This is an old revision of the document!
Table of Contents
Summary
To prevent a key from being checked out, then copied, the key is fingerprinted with various pieces of system information. These fingerprint values are later checked to make sure that the system currently running is largely the same as it was before. Some changes are allowed, in case the user needs to update parts of their hardware (memory, disk, etc). Some of the parameters (listed in the next section) are not appropriate for all platforms.
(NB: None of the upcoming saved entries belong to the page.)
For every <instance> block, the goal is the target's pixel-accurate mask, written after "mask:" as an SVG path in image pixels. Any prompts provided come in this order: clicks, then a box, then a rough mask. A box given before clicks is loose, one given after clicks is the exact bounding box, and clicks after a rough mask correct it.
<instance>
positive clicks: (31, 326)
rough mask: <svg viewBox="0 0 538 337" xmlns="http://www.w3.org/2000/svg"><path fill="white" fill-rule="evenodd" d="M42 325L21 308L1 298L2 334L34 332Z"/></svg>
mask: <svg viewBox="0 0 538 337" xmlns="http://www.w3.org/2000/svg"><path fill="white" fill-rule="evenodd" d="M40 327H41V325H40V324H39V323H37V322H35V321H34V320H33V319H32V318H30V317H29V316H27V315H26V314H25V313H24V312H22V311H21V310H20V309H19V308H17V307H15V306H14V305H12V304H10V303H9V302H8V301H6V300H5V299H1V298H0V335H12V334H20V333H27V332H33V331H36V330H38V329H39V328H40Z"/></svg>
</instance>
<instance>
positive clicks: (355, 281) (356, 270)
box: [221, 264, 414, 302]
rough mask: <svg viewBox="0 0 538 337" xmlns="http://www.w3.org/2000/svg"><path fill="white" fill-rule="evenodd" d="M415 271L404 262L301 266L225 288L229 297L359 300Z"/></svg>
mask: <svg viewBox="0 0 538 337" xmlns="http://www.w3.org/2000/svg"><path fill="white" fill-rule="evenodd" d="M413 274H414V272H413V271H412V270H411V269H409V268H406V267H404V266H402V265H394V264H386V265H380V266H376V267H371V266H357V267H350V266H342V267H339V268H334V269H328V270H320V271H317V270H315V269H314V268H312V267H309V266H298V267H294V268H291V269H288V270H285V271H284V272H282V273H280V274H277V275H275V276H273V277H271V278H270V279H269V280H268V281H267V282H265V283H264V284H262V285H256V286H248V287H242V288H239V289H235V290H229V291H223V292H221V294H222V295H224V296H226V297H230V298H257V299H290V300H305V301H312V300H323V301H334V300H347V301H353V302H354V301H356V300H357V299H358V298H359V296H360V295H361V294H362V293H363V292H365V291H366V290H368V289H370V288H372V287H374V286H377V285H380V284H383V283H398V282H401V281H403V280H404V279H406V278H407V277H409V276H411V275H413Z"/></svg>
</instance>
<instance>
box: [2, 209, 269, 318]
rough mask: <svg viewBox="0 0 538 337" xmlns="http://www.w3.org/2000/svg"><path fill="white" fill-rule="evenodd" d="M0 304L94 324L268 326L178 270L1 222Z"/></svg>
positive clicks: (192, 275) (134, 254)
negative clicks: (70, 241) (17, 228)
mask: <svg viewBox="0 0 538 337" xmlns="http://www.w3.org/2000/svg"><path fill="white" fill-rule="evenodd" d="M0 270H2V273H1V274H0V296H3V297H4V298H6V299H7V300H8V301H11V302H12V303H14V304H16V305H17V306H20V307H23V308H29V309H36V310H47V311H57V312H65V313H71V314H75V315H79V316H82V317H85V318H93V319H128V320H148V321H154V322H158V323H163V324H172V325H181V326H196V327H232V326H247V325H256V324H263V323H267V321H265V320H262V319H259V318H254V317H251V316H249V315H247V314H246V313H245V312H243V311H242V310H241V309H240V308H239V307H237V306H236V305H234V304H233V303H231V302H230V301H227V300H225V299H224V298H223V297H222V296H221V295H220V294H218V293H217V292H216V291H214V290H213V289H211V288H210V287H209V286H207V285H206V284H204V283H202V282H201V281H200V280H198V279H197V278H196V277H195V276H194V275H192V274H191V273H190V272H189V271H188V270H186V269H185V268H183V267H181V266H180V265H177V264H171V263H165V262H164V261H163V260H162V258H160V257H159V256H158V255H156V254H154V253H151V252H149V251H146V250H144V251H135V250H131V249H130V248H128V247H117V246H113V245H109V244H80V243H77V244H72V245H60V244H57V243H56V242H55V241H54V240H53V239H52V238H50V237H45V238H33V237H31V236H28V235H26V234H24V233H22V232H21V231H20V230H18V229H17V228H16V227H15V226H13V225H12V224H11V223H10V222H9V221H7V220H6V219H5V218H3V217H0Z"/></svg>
The selection of platform parameters is dependent upon the actual tamper resistance detection implementation.
Parameters
| Parameter | Weight | Notes |
| Mac Address | Retrievable in Java 6 | |
| CPU Id | ||
| EIN Number | ||
| System Clock | 0 | Not used for system finger printing, check to make sure clock was not set back. |
| # Processors | 5 |
Solo parameters
| Hard Drive Format Serial | 4 |
| MAC Address of Network Interface Card (NIC) | 9 |
| Windows Product ID | 4 |
| Bios Revision Number/Date | 3 |
| Computer Name | 1 |
| Processor Information | 9 |
| Processor Speed | 3 |
| Memory Size | 2 |
| SID | 4 |
| Video Card | 4 |
| Hard Drive Model | 9 |
| Hard Drive Serial | 9 |
| Motherboard Model | 9 |
| Motherboard Serial | 9 |
| CD/DVD Drive | 3 |
| Sound Card | 4 |
| Domain | 6 |
Key Tamper Detection
It is possible that the user may attempt to tamper with the stored version of the key. To reduce this possibility, the contents of the key are cryptographically signed. When the key is read in from storage, the contents are again signed and the two signatures are compared. If the signature is different, the assumption is that the key has been tampered with. After a positive tamper event, the key will no longer work.